3)Finally, I agree with Peter that when comparing the batters when issuing the IBB and not issuing the IBB there is some chance that when not issuing the IBB the run/win potential is lower than if you allowed the IBB batters to hit away (maybe – even though the batters IBB’d are likely better than the batter’s not IBB’d, it is also likely that the next batter is better in the non-IBB group - and both batters count!). I also agree that when the count goes in the hitter’s favor, it is more likely to be correct to issue the IBB (a separate issue, though – he and I certainly could have just looked at IBB’s at the beginning of the PA and avoided that issue). However, his methodology only “works” if everything about the two teams and the game situation is the same. If it is not, you obviously cannot compare WP. And in only 92 IBB situations, there is a pretty good chance that the teams, pitchers, environment, etc. is not going to be the same, just by chance alone, let alone any systematic biases that may exist that render the WE inherently unequal when the batter who is either IBB’d or not IBB’d steps up to the plate. Finally, you can absolutely not do what Peter did (compare the actual WP when a batter was IBB’d and when he wasn’t) unless you make sure that there are an equal number of tie games, games where the pitching team is up or down by exactly 1 run, 2 runs, etc. You cannot just break everything down into 2 groups and then compare the actual WP. And remember, there were only 92 IBB’s! What if there were 23% tie games in the IBB group and 28% in the non-IBB group? You can’t possibly compare the WP of the two groups if that were the case, unless you compared them “tit for tat,” and then your individual sample sizes would be tiny.
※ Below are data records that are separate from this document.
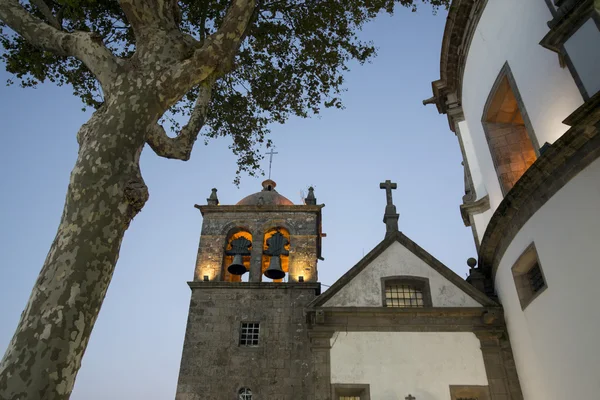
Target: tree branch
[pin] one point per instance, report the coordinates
(85, 46)
(44, 9)
(215, 56)
(180, 147)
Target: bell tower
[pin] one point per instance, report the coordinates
(255, 272)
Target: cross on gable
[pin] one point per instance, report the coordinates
(388, 186)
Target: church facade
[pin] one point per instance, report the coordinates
(519, 83)
(398, 325)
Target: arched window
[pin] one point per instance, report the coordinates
(508, 131)
(405, 292)
(236, 234)
(245, 394)
(284, 258)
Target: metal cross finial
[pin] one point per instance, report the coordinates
(388, 186)
(270, 153)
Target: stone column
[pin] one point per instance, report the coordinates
(499, 366)
(258, 238)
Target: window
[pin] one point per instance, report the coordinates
(529, 277)
(469, 392)
(508, 131)
(350, 392)
(245, 394)
(406, 292)
(249, 334)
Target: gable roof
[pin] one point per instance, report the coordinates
(417, 251)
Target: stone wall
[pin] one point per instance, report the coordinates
(214, 366)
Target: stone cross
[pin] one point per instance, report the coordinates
(270, 153)
(390, 218)
(388, 186)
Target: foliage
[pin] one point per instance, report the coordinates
(291, 62)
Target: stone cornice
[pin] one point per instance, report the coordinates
(209, 209)
(569, 155)
(474, 207)
(255, 285)
(393, 319)
(461, 23)
(568, 19)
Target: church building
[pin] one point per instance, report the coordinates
(397, 325)
(520, 85)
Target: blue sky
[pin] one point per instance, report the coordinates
(384, 133)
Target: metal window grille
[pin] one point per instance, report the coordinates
(249, 334)
(245, 394)
(399, 295)
(536, 279)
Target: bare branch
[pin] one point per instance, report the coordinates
(215, 56)
(180, 147)
(44, 9)
(85, 46)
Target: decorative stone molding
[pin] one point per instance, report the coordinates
(569, 155)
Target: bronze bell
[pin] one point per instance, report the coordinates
(237, 267)
(274, 271)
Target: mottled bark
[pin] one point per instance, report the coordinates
(106, 189)
(105, 192)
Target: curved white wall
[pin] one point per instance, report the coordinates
(396, 364)
(510, 30)
(555, 339)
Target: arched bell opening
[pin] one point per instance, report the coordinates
(236, 257)
(276, 250)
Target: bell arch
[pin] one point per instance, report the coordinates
(237, 233)
(284, 257)
(509, 133)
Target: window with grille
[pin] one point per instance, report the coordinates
(249, 334)
(529, 276)
(405, 292)
(245, 394)
(403, 295)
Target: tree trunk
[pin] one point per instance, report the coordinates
(105, 192)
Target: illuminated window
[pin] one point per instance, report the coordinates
(406, 292)
(529, 277)
(245, 394)
(508, 131)
(249, 333)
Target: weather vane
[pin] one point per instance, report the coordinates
(270, 153)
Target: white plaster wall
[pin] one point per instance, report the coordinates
(396, 364)
(584, 50)
(510, 30)
(555, 340)
(365, 289)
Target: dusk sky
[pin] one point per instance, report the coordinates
(383, 133)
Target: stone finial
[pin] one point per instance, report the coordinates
(213, 200)
(390, 218)
(310, 199)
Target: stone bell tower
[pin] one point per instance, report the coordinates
(255, 272)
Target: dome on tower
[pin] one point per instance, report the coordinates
(267, 197)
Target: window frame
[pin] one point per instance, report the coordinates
(520, 272)
(416, 281)
(241, 331)
(360, 390)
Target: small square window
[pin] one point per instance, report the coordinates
(350, 392)
(249, 333)
(529, 276)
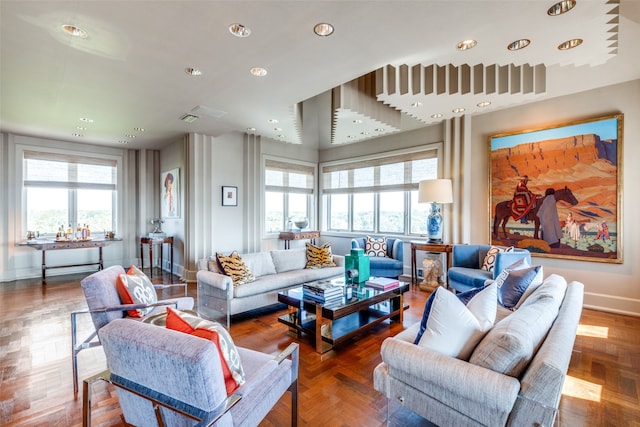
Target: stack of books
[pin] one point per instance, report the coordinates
(382, 283)
(323, 291)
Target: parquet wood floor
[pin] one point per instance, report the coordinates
(335, 389)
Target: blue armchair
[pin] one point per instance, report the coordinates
(389, 266)
(465, 272)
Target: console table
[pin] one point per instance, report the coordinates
(52, 245)
(288, 236)
(429, 247)
(145, 240)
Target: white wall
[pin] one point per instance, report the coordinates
(610, 287)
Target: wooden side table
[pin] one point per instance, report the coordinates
(429, 247)
(144, 240)
(288, 236)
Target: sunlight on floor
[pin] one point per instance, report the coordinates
(581, 389)
(593, 331)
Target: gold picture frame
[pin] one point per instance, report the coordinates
(557, 190)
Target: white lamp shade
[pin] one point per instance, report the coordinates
(435, 191)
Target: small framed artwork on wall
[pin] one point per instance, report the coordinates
(229, 196)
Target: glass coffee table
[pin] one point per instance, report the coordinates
(334, 323)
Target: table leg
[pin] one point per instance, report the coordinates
(414, 269)
(44, 268)
(151, 259)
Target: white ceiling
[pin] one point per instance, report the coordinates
(130, 70)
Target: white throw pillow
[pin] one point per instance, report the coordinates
(454, 329)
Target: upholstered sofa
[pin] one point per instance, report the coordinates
(274, 271)
(390, 265)
(513, 377)
(466, 273)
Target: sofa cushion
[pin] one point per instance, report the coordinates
(232, 369)
(511, 344)
(134, 287)
(514, 280)
(259, 263)
(319, 257)
(235, 268)
(454, 329)
(490, 259)
(375, 247)
(289, 259)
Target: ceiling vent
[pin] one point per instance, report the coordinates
(189, 118)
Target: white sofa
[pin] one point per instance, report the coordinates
(274, 271)
(514, 376)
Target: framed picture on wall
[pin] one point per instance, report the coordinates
(557, 190)
(229, 196)
(170, 193)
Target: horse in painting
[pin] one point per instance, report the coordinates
(503, 211)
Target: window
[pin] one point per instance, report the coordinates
(289, 189)
(67, 190)
(378, 195)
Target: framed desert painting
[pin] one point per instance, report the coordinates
(556, 191)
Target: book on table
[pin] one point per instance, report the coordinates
(323, 288)
(383, 283)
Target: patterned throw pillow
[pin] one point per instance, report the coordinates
(232, 370)
(375, 247)
(235, 268)
(136, 288)
(490, 258)
(319, 257)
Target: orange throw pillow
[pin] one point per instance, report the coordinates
(232, 369)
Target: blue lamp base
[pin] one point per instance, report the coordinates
(434, 224)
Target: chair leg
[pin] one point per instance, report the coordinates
(294, 403)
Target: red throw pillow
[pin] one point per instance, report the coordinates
(232, 369)
(136, 288)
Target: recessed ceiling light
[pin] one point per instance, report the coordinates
(74, 31)
(257, 71)
(570, 44)
(519, 44)
(239, 30)
(323, 29)
(467, 44)
(561, 7)
(193, 72)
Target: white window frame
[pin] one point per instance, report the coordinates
(434, 150)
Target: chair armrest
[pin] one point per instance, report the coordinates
(172, 285)
(443, 375)
(205, 418)
(216, 280)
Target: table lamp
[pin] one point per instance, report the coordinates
(435, 191)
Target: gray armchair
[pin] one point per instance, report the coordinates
(165, 377)
(104, 305)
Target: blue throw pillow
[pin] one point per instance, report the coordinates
(464, 297)
(513, 283)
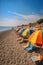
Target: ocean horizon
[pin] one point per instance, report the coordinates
(4, 28)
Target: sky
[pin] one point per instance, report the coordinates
(17, 12)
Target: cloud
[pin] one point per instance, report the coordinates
(27, 17)
(20, 19)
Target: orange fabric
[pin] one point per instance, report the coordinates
(30, 37)
(39, 39)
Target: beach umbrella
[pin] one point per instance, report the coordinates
(27, 32)
(36, 38)
(21, 30)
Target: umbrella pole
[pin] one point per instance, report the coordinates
(40, 48)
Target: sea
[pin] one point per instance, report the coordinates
(4, 28)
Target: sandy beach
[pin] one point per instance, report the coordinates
(11, 52)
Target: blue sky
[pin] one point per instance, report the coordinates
(14, 12)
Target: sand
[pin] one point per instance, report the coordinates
(11, 52)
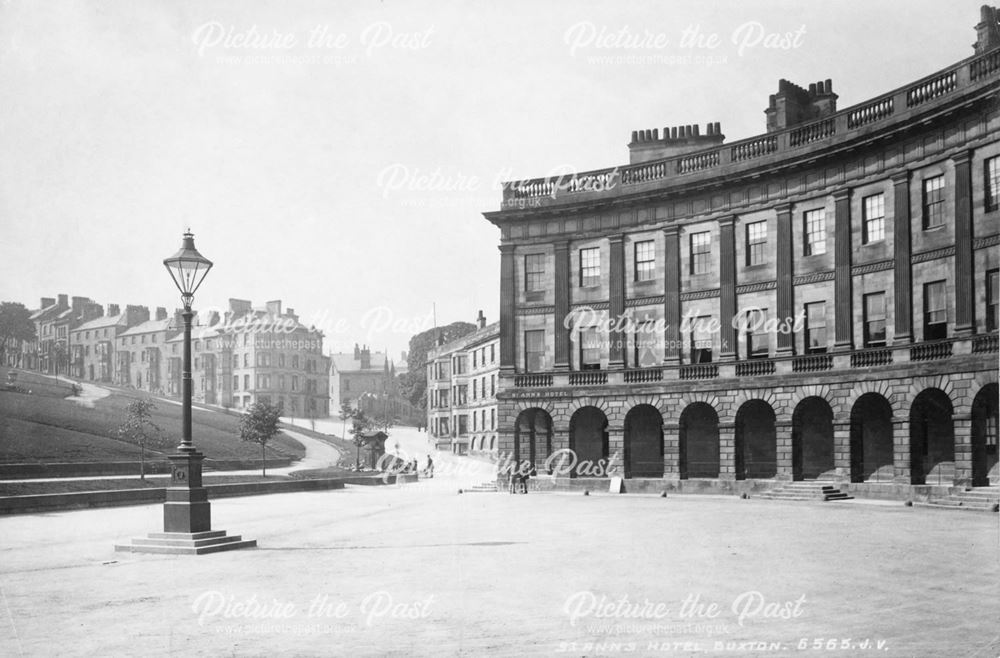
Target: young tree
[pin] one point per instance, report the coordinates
(360, 423)
(413, 383)
(15, 327)
(260, 424)
(139, 428)
(346, 414)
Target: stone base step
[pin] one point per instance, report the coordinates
(186, 543)
(813, 490)
(976, 499)
(484, 487)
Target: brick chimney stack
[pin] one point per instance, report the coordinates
(793, 105)
(646, 145)
(988, 29)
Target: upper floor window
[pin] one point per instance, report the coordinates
(534, 350)
(645, 260)
(873, 218)
(874, 319)
(700, 339)
(758, 338)
(991, 169)
(756, 243)
(935, 311)
(701, 252)
(590, 349)
(815, 231)
(815, 327)
(534, 272)
(933, 202)
(644, 345)
(992, 299)
(590, 267)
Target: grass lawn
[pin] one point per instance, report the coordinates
(114, 484)
(45, 427)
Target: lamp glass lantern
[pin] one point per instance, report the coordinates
(187, 268)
As I said, there needs to be the same percentage of tie games, games where the defense is up by 1 run, down by 1 run, etc, in the two groups. In fact, it is likely that the exact distribution of run differential is different when a team IBB’s and when they don’t. If that is the case, and I don’t know that it is or it isn’t, the kind of analysis that Peter does is going to be worthless.
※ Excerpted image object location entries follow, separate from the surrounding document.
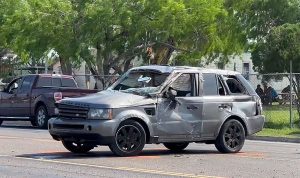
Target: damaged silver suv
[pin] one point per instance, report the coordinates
(161, 104)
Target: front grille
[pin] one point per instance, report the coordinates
(72, 112)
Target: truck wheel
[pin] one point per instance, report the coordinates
(41, 117)
(77, 147)
(177, 147)
(129, 139)
(33, 123)
(231, 137)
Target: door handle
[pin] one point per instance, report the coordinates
(192, 107)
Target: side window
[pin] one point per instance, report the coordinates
(56, 82)
(234, 86)
(221, 88)
(210, 85)
(186, 85)
(68, 82)
(13, 87)
(44, 81)
(26, 84)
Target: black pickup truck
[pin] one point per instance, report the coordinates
(33, 97)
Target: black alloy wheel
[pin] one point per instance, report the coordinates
(75, 147)
(176, 147)
(33, 123)
(231, 137)
(41, 117)
(130, 139)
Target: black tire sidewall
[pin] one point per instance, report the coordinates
(221, 143)
(46, 117)
(119, 152)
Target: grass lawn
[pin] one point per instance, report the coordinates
(278, 122)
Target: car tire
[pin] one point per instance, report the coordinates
(129, 140)
(176, 147)
(77, 147)
(41, 117)
(231, 137)
(33, 123)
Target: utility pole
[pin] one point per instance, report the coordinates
(291, 97)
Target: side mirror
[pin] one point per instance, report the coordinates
(171, 93)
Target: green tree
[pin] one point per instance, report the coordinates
(107, 34)
(273, 55)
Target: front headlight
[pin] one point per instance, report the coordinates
(100, 114)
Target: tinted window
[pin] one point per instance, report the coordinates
(210, 86)
(68, 82)
(26, 84)
(56, 82)
(234, 86)
(183, 85)
(44, 81)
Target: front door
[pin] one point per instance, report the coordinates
(7, 99)
(180, 118)
(21, 100)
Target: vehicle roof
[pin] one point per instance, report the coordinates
(169, 69)
(51, 75)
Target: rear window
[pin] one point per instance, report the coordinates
(68, 82)
(56, 82)
(44, 81)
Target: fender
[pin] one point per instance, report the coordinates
(138, 113)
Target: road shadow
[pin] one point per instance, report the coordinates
(108, 154)
(19, 125)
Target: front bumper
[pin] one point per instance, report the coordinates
(99, 132)
(255, 124)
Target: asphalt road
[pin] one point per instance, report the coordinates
(29, 152)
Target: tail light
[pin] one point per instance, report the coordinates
(259, 108)
(57, 96)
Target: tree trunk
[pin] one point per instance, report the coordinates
(99, 63)
(66, 66)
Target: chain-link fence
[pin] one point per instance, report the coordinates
(274, 90)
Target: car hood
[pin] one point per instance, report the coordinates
(109, 99)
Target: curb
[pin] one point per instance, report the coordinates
(274, 139)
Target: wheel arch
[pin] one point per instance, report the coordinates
(238, 119)
(143, 124)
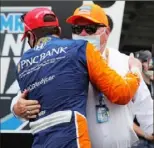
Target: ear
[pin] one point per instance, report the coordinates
(108, 30)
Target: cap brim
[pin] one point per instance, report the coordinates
(24, 36)
(71, 19)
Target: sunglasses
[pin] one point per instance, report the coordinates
(22, 17)
(90, 29)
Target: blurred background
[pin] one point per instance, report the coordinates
(132, 31)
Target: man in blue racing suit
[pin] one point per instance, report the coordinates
(57, 72)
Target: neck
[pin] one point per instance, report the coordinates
(45, 39)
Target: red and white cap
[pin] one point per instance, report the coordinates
(35, 19)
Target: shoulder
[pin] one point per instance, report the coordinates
(116, 54)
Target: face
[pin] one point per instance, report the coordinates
(146, 65)
(91, 28)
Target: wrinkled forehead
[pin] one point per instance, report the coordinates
(83, 21)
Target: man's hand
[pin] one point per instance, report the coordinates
(27, 109)
(134, 63)
(149, 138)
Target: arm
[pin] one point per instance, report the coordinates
(143, 108)
(22, 108)
(119, 90)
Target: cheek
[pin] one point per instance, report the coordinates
(104, 38)
(84, 33)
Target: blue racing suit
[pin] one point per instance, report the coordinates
(56, 72)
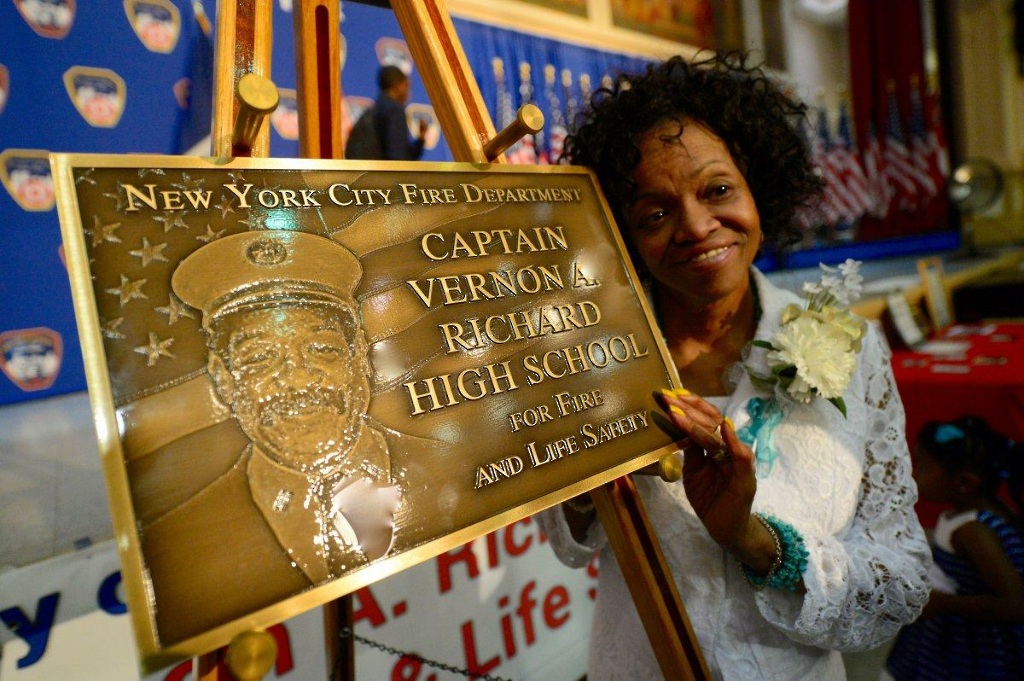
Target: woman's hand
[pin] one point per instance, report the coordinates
(718, 471)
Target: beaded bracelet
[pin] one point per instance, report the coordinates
(791, 557)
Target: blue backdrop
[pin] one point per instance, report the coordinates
(119, 78)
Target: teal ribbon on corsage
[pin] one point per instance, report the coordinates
(759, 434)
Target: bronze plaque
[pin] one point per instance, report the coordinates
(308, 375)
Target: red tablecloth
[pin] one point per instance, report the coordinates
(975, 370)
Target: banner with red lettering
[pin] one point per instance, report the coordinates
(500, 606)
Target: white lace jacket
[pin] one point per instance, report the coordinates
(843, 482)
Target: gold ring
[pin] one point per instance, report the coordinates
(722, 455)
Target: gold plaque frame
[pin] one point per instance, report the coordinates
(506, 342)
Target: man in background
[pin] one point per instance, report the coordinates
(382, 133)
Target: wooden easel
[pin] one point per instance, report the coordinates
(244, 32)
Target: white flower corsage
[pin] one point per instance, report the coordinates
(815, 350)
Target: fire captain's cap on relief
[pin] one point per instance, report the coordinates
(266, 268)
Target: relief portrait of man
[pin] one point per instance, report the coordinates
(304, 493)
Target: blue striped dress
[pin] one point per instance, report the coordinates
(951, 647)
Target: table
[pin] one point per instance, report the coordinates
(968, 370)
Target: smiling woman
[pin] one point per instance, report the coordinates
(705, 164)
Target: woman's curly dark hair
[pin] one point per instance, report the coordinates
(757, 121)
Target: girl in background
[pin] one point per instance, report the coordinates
(973, 626)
Sorry, but while I was not crazy about my analysis, and Peter is on the right track with looking at actual WP, I just don’t see how Peter’s analysis is a rebuttal to anything.
And please, let’s be clear about one thing! My analysis indicated that the RE in the 6th inning or earlier, after issuing an IBB was quite a bit higher, and in fact the actual runs score was quite a bit higher (and almost exactly what we would have expected using various mathematical models), than the runs that we would have expected to score had those batters not been walked. Whether that means that the WE was higher without the walk, I don’t know. I suspect that it was, but I don’t know.